Several authors have reported an association between serum SHBG and BMD or osteoporotic fractures [1924]. In the present study, we did not find an association between SHBG alleles and BMD, despite the fact that they were strongly associated with serum SHBG levels, which in turn was associated with BMD. This lack of association between SHBG genotype and BMD may be due merely to the multiple factors influencing these traits and introducing noise in the relationship between genotype, serum SHBG levels, and BMD. Although the association between genotypes and serum SHBG was statistically significant and quantitatively important (39% difference between AA and GG genotypes), there was wide inter-individual variation, and thus rs1799941 alleles explained < 4% of serum SHBG variance. Similarly, the contribution of serum SHBG to BMD variance was rather small (SHBG explained 2% of the BMD variance at the spine and 3% at the hip). Thus, given the moderate sample size of this study, we cannot completely exclude a small effect of SHBG polymorphisms on BMD or fractures, but our data suggest that such effect, if any, is unlikely to be clinically important in postmenopausal women.

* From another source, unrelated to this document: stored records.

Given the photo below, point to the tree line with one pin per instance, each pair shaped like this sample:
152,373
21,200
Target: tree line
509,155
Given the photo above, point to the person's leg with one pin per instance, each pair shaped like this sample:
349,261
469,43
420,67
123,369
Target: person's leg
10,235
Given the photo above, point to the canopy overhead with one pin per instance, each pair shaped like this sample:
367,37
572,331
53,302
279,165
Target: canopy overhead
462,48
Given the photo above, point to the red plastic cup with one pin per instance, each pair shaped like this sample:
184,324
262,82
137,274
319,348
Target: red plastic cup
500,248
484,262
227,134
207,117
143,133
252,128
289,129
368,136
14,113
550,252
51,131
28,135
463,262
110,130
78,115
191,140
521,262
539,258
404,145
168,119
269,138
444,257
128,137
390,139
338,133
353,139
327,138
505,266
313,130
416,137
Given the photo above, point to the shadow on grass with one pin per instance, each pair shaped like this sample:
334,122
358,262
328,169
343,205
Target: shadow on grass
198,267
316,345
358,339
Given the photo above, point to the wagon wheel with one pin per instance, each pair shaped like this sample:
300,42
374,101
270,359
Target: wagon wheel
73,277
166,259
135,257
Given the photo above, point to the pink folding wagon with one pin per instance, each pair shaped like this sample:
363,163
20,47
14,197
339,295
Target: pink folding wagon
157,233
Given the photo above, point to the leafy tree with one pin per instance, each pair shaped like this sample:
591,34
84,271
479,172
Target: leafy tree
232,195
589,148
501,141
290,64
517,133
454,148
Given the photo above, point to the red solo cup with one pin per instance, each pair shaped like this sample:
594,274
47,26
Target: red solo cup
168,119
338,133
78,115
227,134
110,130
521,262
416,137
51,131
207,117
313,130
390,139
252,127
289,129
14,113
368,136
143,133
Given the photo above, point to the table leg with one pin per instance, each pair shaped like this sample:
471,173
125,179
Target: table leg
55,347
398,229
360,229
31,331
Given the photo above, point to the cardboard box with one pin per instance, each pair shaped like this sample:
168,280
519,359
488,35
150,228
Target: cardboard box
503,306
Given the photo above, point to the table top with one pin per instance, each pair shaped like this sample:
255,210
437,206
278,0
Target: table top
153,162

It is also worth noting that SHBG may have a complex influence on estrogen activity and, consequently in the homeostasis of estrogen-responsive tissues, such as bone. It is generally accepted that the unbound fraction of sex steroids is the biologically important fraction because it can diffuse from the capillaries into the peripheral tissues. However, SHBG may be synthesized in certain target tissues and some cells appear to have specific binding sites for SHBG and actively internalize it, through the megalin and other pathways [2527]. Although the true biological significance of this phenomenon is unclear, it might represent a mechanism increasing estrogen activity on the target tissues. The results of some studies appear to be in line with this hypothesis. In fact, although a negative association between SHBG and BMD or fractures was reported in several studies [1921] others found a direct positive correlation between serum SHBG levels and hip BMD [8]. Thus, it has been suggested that increasing SHBG may either facilitate or impair estradiol action on target tissues, depending on several factors, including the overall estrogen status [25].

The results of genetic association studies may be biased by a number of factors, including genoty** and phenoty** errors, and population stratification. Good clinical and laboratory practices can diminish the impact of such errors, but the confounding effect of population substructure may be particularly difficult to exclude [28]. Nevertheless, we tried to avoid it by studying women in a relatively small region and excluding those with non-Spanish ancestors. Given the moderate size of our study, a relatively small, but still clinically significant effect (i.e., a 1.2 odds ratio for fracture) cannot be excluded. On the other hand, we cannot exclude the possibility that other polymorphisms in the SHBG gene region might have an influence on BMD or fracture risk. The SHBG gene is small and only a few SNPs are included in the Hapmap database. Therefore, we focused on potentially functional SNPs, rather than in haplotype-tagging SNPs.

Conclusion

Our results show that apart from other factors, such as age and body weight, some common genetic variants of the SHBG gene, and particularly an A/G polymorphism situated in the 5' region, influence serum SHBG, but we have not been able to demonstrate its association with either BMD or osteoporotic fractures.